300円ショップ「3COINS」が躍進を遂げた理由(東洋経済オンライン)



 4月上旬の平日、JR新橋駅の構内にある「3COINS(スリーコインズ)」の店先には、冷感グッズやレジャー向けアイテムなど、大型連休や初夏の訪れに備えた商品が所狭しと並んでいた。

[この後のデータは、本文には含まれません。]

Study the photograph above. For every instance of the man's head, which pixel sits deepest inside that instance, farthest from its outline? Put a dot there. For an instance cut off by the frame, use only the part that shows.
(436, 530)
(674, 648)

通勤客や就活生、観光客らが入れ替わり立ち替わり入店し、10分もしないうちに複数の商品を購入していった。

【写真】スリーコインズの店内の様子

 明るい黄緑色を基調としたロゴで知られるスリーコインズは、300円を中心とした価格の生活雑貨やアクセサリーを取りそろえ、最近は駅やショッピングセンターで目にする機会が増えた。それもそのはず、スリーコインズの店舗は2010年に62店だったのが、2018年には176店(いずれも2月時点)となり、この8年間で3倍近くに伸びている。

■9割超がオリジナル商品

 特徴的なのは、商品の入れ替えの早さだ。年間を通して店頭に並ぶ商品は全体のごく一部。毎週新商品を入荷し、雑貨は月400~500アイテムを新たに投入する。陳列される商品は変化を続け、収納ボックスやキッチン用品などの定番品も、デザインや機能を定期的に見直している。商品の9割以上が定価(正規価格)で売られており、小売業では日常茶飯事ともいえる、値引きによる在庫処分は極めて少ない。

 現在、スリーコインズで販売される商品のうち、9割超をオリジナル商品が占める。メイン顧客は30歳前後の女性。通勤途中に店をのぞく客も多いため、飽きられない売り場づくりを目指している。

 スリーコインズのブランド長を務める、パル第四事業部本部・澤井克之部長は「売れるからといって、同じ商品ばかりをずっと売ることはしない。事業規模が大きくなると安定志向になりがちだが、つねに攻めの姿勢でいることを重視している」と話す。

 商品企画を担うのは女性を中心とした8人のスタッフだ。強みとするのは、ファッショントレンドや季節需要に対応した商品。特にアクセサリーは雑貨と比べて納期が短く済むこともあり、最新のトレンドに沿った商品を積極的に投入する。

 女性を主なターゲットとした「かゆいところに手が届く」商品の開発にも力を注ぎ、うちわカバーやペンライトケースなどのオタク向けグッズは昨年大ヒットを記録した。